A fuel injection unit suitable for assembly to a cylinder head and for injecting fuel to a cylinder of an internal combustion engine having a common rail fuel system with at least one high pressure fuel pump, the fuel injection unit (10) being connectable to the common rail fuel system, the fuel injection unit (10) comprising a pilot nozzle (22) and a main nozzle (24), the pilot nozzle (22) having a pilot needle (26) and a pilot needle control volume (34) connected by means of a flow passage (48) with a pilot control valve (16), the pilot nozzle (22) and the main nozzle (24) having a common needle cavity (30), characterized in a flow fuse (50) arranged in connection with the flow passage (48) connecting the pilot needle control volume (34) to the pilot control valve (16).
The fuel injection unit as recited in claim 1, characterized in that the flow fuse (50) comprises means for closing a flow connection from the pilot needle control volume (34) to the pilot control valve (16).
The fuel injection unit as recited in claim 1 or 2, characterized in that the flow fuse (50) is a ball-type, or a piston-type floating valve.
The fuel injection unit as recited in claim 2 or 3, characterized in that the flow connection closing means is a piston (58) arranged in a cylindrical cavity (52) between the needle control volume (34) and the first control valve (16).
The fuel injection unit as recited in claim 4, characterized in that the piston (58) has a bottom (60) and a skirt (62), the bottom (60) facing the needle control volume (34) and the skirt (62) extending from the bottom (60) in a direction away from the needle control volume (34).
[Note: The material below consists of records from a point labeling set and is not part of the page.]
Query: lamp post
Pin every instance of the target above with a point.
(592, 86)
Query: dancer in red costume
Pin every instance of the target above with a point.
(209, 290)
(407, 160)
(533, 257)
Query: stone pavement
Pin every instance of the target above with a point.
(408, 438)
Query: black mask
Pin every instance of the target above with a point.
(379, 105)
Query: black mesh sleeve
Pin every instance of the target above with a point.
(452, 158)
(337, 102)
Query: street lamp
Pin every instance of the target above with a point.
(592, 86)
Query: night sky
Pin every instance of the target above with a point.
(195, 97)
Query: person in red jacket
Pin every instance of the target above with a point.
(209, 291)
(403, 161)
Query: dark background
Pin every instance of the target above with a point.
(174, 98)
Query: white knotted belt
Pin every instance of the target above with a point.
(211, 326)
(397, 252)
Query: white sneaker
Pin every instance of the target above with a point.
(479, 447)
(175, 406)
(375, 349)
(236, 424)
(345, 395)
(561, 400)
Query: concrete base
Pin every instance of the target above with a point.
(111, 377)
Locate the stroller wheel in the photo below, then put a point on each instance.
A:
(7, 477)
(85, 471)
The fuel injection unit as recited in claim 4, characterized in the cylindrical cavity (52) having a bottom surface (56) and a spring (64) arranged in connection with the piston (58) between the bottom (60) of the piston (58) and the bottom surface (56) of the cylindrical cavity (52).
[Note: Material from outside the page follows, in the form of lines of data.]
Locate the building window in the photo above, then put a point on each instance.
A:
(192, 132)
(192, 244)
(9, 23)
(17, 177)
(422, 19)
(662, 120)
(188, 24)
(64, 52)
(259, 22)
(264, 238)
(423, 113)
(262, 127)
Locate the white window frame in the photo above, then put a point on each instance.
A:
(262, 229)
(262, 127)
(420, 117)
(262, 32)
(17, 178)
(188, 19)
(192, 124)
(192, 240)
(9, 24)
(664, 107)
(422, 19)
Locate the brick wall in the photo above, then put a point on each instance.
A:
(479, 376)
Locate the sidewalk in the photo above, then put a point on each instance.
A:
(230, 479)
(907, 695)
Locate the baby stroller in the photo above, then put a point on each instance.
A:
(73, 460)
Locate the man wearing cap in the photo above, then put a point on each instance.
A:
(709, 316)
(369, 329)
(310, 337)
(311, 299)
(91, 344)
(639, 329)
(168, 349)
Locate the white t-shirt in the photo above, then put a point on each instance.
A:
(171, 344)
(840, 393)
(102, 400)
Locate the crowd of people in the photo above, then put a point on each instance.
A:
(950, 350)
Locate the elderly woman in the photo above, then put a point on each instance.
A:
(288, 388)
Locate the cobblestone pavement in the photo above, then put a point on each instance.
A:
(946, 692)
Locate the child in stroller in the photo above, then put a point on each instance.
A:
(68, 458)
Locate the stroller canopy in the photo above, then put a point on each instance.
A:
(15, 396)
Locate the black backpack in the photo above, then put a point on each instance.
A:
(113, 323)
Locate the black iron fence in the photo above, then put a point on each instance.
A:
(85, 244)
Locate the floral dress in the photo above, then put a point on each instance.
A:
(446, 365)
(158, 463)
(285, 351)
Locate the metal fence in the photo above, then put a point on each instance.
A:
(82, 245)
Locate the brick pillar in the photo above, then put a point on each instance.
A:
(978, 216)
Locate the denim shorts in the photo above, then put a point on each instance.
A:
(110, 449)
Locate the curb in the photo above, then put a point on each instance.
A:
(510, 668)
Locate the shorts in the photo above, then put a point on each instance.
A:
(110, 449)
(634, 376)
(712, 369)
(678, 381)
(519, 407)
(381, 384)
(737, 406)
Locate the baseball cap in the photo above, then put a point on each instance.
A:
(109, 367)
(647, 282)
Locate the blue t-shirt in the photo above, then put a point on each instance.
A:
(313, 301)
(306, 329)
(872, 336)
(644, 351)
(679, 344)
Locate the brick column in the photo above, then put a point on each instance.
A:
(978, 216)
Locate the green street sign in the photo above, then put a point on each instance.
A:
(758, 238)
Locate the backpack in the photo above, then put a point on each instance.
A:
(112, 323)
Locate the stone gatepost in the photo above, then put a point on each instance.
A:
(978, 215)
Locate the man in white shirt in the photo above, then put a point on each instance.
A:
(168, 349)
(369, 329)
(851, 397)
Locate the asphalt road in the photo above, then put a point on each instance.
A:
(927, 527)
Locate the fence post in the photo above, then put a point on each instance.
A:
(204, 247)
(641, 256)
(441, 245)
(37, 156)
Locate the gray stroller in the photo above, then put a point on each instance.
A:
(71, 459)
The fuel injection unit as recited in claims 1, 5 and 6, characterized in an opening (48') for the flow passage (48) in the bottom surface (56) of the cylindrical cavity (52) positioned and dimensioned such that the skirt (62) of the piston (58), when pressed against the bottom surface (56), surrounds the opening (48') and blocks the flow connection from around the piston (58) to the flow passage (48).
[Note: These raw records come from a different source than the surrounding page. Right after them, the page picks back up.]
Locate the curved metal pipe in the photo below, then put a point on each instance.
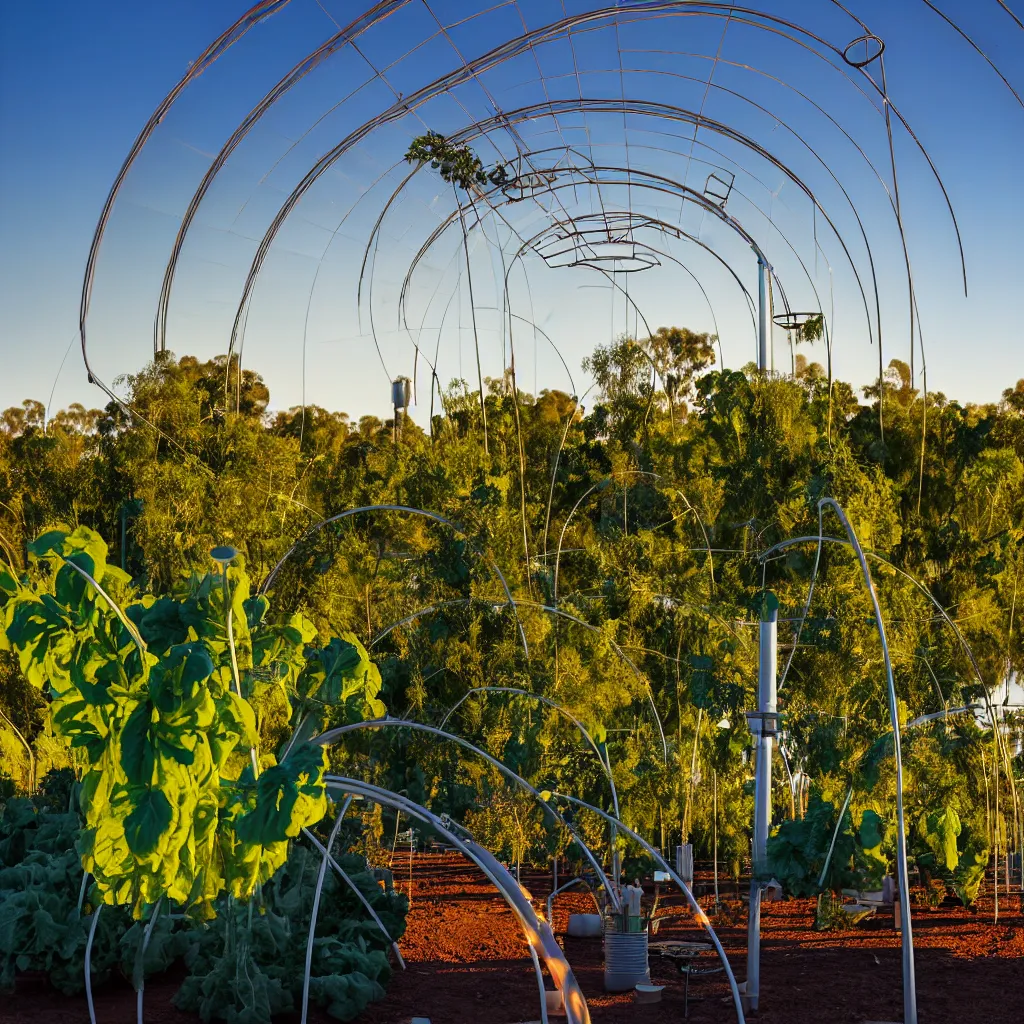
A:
(333, 735)
(539, 935)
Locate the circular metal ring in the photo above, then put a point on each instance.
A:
(873, 48)
(793, 321)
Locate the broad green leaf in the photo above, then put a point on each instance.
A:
(145, 826)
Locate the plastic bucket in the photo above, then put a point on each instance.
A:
(625, 961)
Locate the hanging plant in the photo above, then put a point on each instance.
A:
(455, 161)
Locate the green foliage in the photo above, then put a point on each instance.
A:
(653, 502)
(244, 966)
(798, 850)
(172, 805)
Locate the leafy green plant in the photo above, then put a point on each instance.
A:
(455, 161)
(177, 801)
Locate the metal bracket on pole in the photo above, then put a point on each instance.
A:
(763, 723)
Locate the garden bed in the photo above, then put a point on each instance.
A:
(467, 964)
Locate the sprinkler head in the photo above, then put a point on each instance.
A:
(224, 554)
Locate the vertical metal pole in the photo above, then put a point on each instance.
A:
(764, 314)
(715, 837)
(763, 727)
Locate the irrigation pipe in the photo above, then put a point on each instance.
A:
(88, 963)
(140, 966)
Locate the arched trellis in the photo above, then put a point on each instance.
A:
(838, 56)
(471, 70)
(539, 936)
(333, 735)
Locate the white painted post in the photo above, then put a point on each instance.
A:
(764, 314)
(763, 726)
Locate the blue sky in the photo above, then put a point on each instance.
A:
(77, 82)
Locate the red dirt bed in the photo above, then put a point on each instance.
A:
(467, 964)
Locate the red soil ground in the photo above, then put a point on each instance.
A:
(467, 964)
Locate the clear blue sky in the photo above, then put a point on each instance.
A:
(78, 81)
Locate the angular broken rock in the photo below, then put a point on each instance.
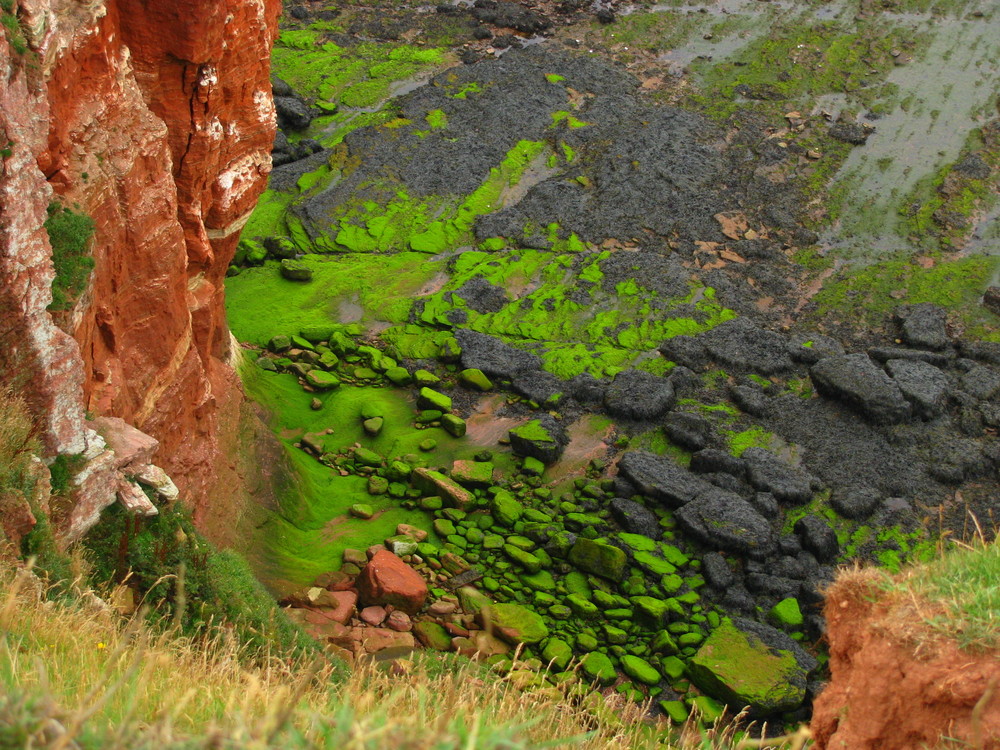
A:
(388, 580)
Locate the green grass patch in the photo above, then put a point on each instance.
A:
(69, 234)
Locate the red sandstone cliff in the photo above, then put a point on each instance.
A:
(893, 687)
(155, 116)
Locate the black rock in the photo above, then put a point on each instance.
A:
(687, 351)
(923, 385)
(742, 345)
(635, 518)
(885, 353)
(292, 113)
(709, 461)
(717, 571)
(768, 473)
(849, 132)
(766, 504)
(280, 87)
(661, 478)
(924, 326)
(856, 380)
(811, 349)
(689, 431)
(855, 502)
(724, 520)
(491, 355)
(818, 538)
(587, 389)
(750, 399)
(636, 394)
(983, 383)
(538, 386)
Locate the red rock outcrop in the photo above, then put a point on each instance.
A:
(155, 118)
(886, 693)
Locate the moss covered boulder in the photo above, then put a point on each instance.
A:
(598, 558)
(513, 623)
(739, 668)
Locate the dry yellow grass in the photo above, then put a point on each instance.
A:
(74, 674)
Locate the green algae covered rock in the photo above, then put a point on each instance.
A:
(295, 270)
(557, 653)
(598, 558)
(786, 614)
(740, 669)
(475, 379)
(506, 509)
(431, 399)
(640, 670)
(322, 380)
(454, 426)
(514, 623)
(598, 667)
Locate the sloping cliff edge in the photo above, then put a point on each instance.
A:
(155, 118)
(892, 689)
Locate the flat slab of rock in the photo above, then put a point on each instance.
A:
(741, 344)
(768, 473)
(661, 478)
(724, 520)
(859, 382)
(388, 580)
(640, 395)
(739, 668)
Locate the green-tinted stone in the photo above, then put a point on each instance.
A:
(664, 643)
(672, 667)
(616, 636)
(540, 581)
(377, 485)
(640, 670)
(576, 583)
(398, 376)
(474, 473)
(454, 426)
(557, 653)
(740, 669)
(598, 558)
(475, 379)
(514, 623)
(428, 398)
(444, 527)
(322, 380)
(506, 509)
(373, 426)
(472, 600)
(525, 559)
(675, 710)
(582, 606)
(366, 457)
(362, 510)
(598, 667)
(431, 503)
(786, 614)
(649, 561)
(425, 377)
(532, 466)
The fuel injection unit as recited in any one of the preceding claims, characterized in at least one first restricted flow passage (38) having a first flow resistance between the common needle cavity (30) and the needle control volume (34).
The fuel injection unit as recited in claim 5, characterized in at least one second restricted flow passage (66) having a second flow resistance between the piston (58) and the side wall (54) of the cylindrical cavity (52).
The fuel injection unit as recited in claims 8 and 9, characterized in that the first flow resistance is higher than the second flow resistance.
The fuel injection unit as recited in claims 1 and 9, characterized in that the pilot control valve (16) has a flow resistance, and that the flow resistance of the pilot control valve (16) is lower than the second flow resistance.
An internal combustion engine having a plurality of cylinders with cylinder heads and utilizing a common rail fuel system, characterized in that each cylinder head is provided with a fuel injection unit (10) in accordance with any one of claims 1 - 11.